En una noche que quedará grabada con letras de oro en los libros de historia del fútbol africano, la selección de Egipto rompió finalmente su “maldición” mundialista. Bajo el cielo de Vancouver, los dirigidos por Hossam Hassan consiguieron su primera victoria histórica en una Copa del Mundo tras derrotar 3-1 a una aguerrida Nueva Zelanda. El gran protagonista, como no podía ser de otra forma, fue Mohamed Salah, quien lideró una remontada épica que coloca a los “Faraones” en la cima del Grupo G y con un pie en los dieciseisavos de final.

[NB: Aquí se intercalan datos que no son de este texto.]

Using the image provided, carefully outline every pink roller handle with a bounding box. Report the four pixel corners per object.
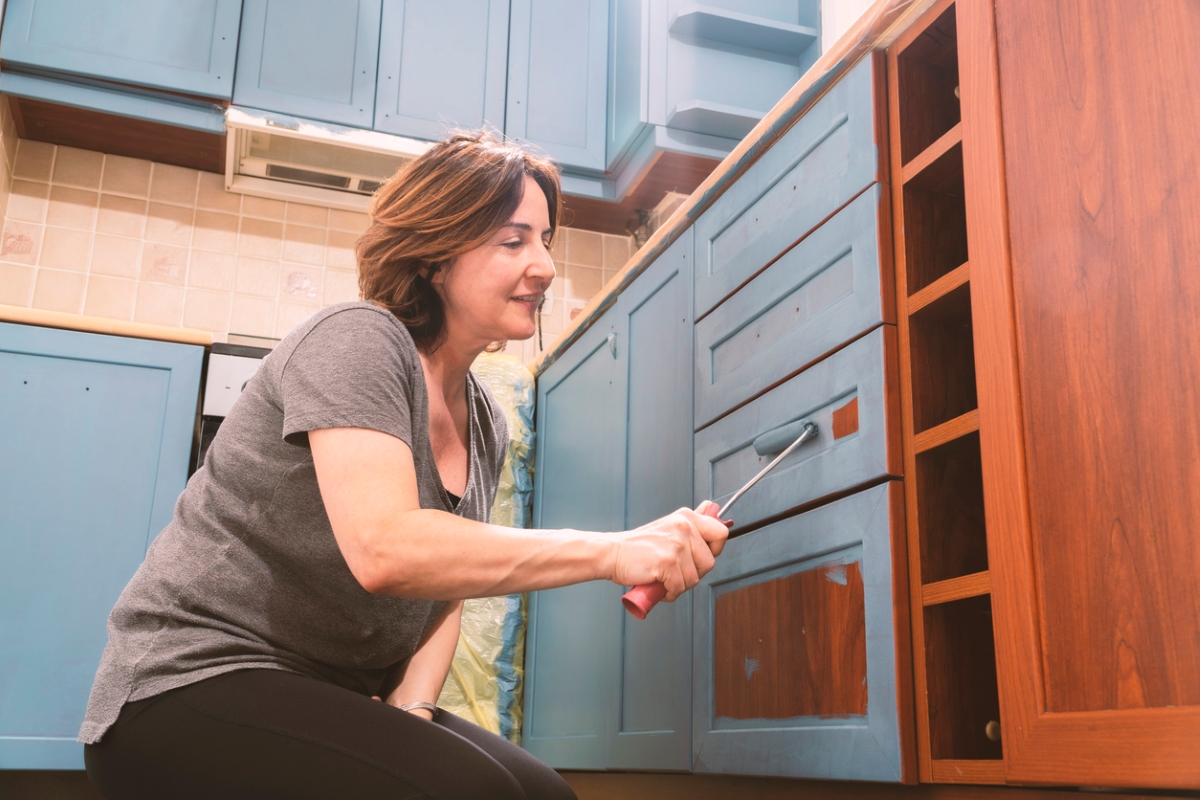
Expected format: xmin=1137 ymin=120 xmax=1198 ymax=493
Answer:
xmin=620 ymin=500 xmax=728 ymax=619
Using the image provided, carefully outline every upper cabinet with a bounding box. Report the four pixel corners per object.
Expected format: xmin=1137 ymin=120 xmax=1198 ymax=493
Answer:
xmin=0 ymin=0 xmax=241 ymax=98
xmin=504 ymin=0 xmax=608 ymax=172
xmin=233 ymin=0 xmax=382 ymax=127
xmin=374 ymin=0 xmax=509 ymax=139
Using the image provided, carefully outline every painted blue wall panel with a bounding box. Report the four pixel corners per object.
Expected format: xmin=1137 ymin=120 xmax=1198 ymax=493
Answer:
xmin=504 ymin=0 xmax=608 ymax=172
xmin=522 ymin=309 xmax=625 ymax=769
xmin=608 ymin=231 xmax=692 ymax=770
xmin=234 ymin=0 xmax=383 ymax=128
xmin=374 ymin=0 xmax=509 ymax=139
xmin=0 ymin=324 xmax=203 ymax=769
xmin=0 ymin=0 xmax=241 ymax=98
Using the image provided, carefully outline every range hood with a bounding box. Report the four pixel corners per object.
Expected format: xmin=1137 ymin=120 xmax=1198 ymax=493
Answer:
xmin=226 ymin=106 xmax=431 ymax=211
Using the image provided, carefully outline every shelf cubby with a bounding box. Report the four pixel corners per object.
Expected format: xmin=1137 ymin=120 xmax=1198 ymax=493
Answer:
xmin=896 ymin=5 xmax=961 ymax=164
xmin=914 ymin=433 xmax=988 ymax=584
xmin=908 ymin=282 xmax=978 ymax=434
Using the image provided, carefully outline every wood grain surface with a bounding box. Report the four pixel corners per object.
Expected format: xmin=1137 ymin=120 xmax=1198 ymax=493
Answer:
xmin=958 ymin=0 xmax=1200 ymax=789
xmin=713 ymin=561 xmax=868 ymax=720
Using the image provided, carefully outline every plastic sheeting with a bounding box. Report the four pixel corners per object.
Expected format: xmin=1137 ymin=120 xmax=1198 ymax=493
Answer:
xmin=438 ymin=353 xmax=534 ymax=744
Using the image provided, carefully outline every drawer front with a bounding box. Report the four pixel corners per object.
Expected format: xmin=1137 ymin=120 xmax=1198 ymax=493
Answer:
xmin=695 ymin=184 xmax=893 ymax=428
xmin=692 ymin=481 xmax=911 ymax=781
xmin=696 ymin=59 xmax=880 ymax=319
xmin=694 ymin=325 xmax=901 ymax=530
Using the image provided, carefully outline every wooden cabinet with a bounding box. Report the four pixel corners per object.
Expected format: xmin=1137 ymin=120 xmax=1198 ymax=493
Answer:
xmin=0 ymin=324 xmax=204 ymax=770
xmin=0 ymin=0 xmax=241 ymax=98
xmin=959 ymin=0 xmax=1200 ymax=789
xmin=523 ymin=237 xmax=691 ymax=770
xmin=692 ymin=481 xmax=907 ymax=781
xmin=233 ymin=0 xmax=382 ymax=128
xmin=374 ymin=0 xmax=509 ymax=139
xmin=504 ymin=0 xmax=608 ymax=173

Un inicio titubeante que encendió las alarmas
A pesar de llegar al BC Place como claros favoritos en los momios, Egipto sufrió para encontrar su ritmo durante los primeros 45 minutos. Nueva Zelanda, conocida por su resiliencia tras el empate 2-2 ante Irán en la primera jornada, planteó un bloque defensivo compacto que neutralizó los intentos iniciales de Omar Marmoush y Emam Ashour.
La sorpresa saltó apenas al minuto 15. En una desatención defensiva durante un tiro de esquina, Tim Payne puso un servicio preciso que encontró la cabeza de Finn Surman. El zaguero de los “All Whites” conectó con potencia para vencer al guardameta egipcio, silenciando momentáneamente a la marea roja que inundaba las gradas en Canadá. Para los apostadores que confiaron en el “ambos anotan”, la apuesta se perfilaba bien desde temprano, aunque el hándicap a favor de Egipto parecía estar en serio peligro.

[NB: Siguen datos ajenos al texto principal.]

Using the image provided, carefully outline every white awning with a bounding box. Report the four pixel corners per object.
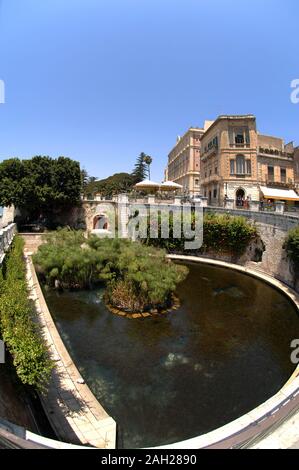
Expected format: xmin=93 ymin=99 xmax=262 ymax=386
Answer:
xmin=260 ymin=186 xmax=299 ymax=201
xmin=160 ymin=181 xmax=183 ymax=190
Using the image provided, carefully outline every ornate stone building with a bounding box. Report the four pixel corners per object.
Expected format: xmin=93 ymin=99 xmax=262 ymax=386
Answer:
xmin=164 ymin=127 xmax=204 ymax=195
xmin=201 ymin=115 xmax=296 ymax=205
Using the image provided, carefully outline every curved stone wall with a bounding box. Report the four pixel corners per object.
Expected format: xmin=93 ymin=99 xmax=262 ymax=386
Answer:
xmin=152 ymin=255 xmax=299 ymax=449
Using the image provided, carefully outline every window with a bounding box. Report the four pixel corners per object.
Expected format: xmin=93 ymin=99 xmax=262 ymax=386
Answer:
xmin=268 ymin=166 xmax=274 ymax=181
xmin=235 ymin=134 xmax=244 ymax=144
xmin=280 ymin=168 xmax=287 ymax=183
xmin=228 ymin=127 xmax=250 ymax=147
xmin=236 ymin=155 xmax=245 ymax=175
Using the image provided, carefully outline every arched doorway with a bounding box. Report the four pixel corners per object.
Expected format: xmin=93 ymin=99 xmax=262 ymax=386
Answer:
xmin=93 ymin=214 xmax=108 ymax=230
xmin=236 ymin=188 xmax=245 ymax=207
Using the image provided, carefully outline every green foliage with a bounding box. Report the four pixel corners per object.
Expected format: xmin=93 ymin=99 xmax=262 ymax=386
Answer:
xmin=84 ymin=173 xmax=135 ymax=197
xmin=0 ymin=237 xmax=53 ymax=390
xmin=285 ymin=226 xmax=299 ymax=271
xmin=0 ymin=156 xmax=81 ymax=219
xmin=132 ymin=152 xmax=148 ymax=184
xmin=143 ymin=213 xmax=257 ymax=256
xmin=34 ymin=229 xmax=187 ymax=310
xmin=203 ymin=214 xmax=257 ymax=255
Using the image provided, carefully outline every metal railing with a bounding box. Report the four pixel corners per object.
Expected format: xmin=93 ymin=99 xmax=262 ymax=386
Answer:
xmin=0 ymin=224 xmax=17 ymax=264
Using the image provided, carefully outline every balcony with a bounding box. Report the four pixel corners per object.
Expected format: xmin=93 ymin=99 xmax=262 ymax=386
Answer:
xmin=258 ymin=147 xmax=294 ymax=160
xmin=201 ymin=144 xmax=219 ymax=160
xmin=229 ymin=142 xmax=250 ymax=149
xmin=261 ymin=178 xmax=295 ymax=189
xmin=201 ymin=174 xmax=222 ymax=184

La metamorfosis táctica de Hossam Hassan
Tras un primer tiempo donde Salah pasó desapercibido en una posición algo estática, el seleccionador Hossam Hassan realizó ajustes clave en el vestidor. Egipto pasó a dominar la posesión de manera absoluta, moviendo el balón con mayor urgencia y creatividad. El 4-2-3-1 de los africanos comenzó a funcionar como una máquina aceitada, con Salah actuando como el eje central por detrás de Marmoush, una posición que le permitió influir en cada centímetro del último tercio del campo.
El empate llegó al minuto 58, devolviendo la confianza a los Faraones. Mohamed Hany envió un centro quirúrgico al corazón del área, donde Mostafa Zico se elevó para conectar un cabezazo nítido que dejó sin opciones al portero neozelandés. Este gol no solo igualó la pizarra, sino que rompió la resistencia mental de los oceánicos, quienes empezaron a ceder espacios fatales ante la velocidad egipcia.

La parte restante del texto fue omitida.